Der Stein in seinen gefesselten Händen und der Felsen in seinem Rücken wiesen ungefähr den gleichen Härtegrad auf. Dan mußte höllisch aufpassen, um nicht ständig abzurutschen und lediglich ein Gewirr von Linien zustande zu bringen. Nach den ersten drei Buchstaben lief ihm der Schweiß in Strömen über den Körper.

Beim Querstrich des A zerbröckelte ihm der Stein unter den Fingern, und er mußte einen neuen suchen. Er brauchte eine volle Viertelstunde für das eine läppische Wort, und als er sich schließlich umdrehte, um sein Werk zu begutachten, stellte er fest, daß man schon sehr genau hinsehen mußte, um die Buchstaben als „Chiapas“ zu entziffern.

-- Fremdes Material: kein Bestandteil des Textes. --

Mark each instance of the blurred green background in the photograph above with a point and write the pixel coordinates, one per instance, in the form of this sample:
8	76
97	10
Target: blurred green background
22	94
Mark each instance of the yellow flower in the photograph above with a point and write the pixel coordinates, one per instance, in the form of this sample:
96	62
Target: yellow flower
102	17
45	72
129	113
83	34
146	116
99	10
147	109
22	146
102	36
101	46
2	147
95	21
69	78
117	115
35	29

Einerseits ganz gut so, denn auf diese Weise wurde die Gefahr geringer, daß die Piraten die eingeritzten Schriftzeichen bemerkten und dann zerkratzten.

 

Aber würden Hasard und die anderen die Nachricht entdecken? Bestimmt, entschied Dan. Denn sie würden sicher annehmen, daß die beiden Gefangenen eine Nachricht für sie zurückgelassen hatten und ganz gezielt danach suchen.

Batuti grinste zufrieden und ließ seine Zähne blitzen.

„Kleines O’Flynn hell in Kopf“, stellte er fest. „Und jetzt weg von schönes Wort. Drüben in Schatten!“

Dan nickte nur.

Er ließ sich einfach nach vorn fallen und rollte über den Boden. Batuti folgte seinem Beispiel. Der einäugige Esmeraldo hob mit einem Ruck den Kopf, aber seine Haltung entspannte sich sofort wieder.

Für ihn sah es so aus, als ob die beiden Gefangenen lediglich Schutz vor der sengenden Sonne suchten.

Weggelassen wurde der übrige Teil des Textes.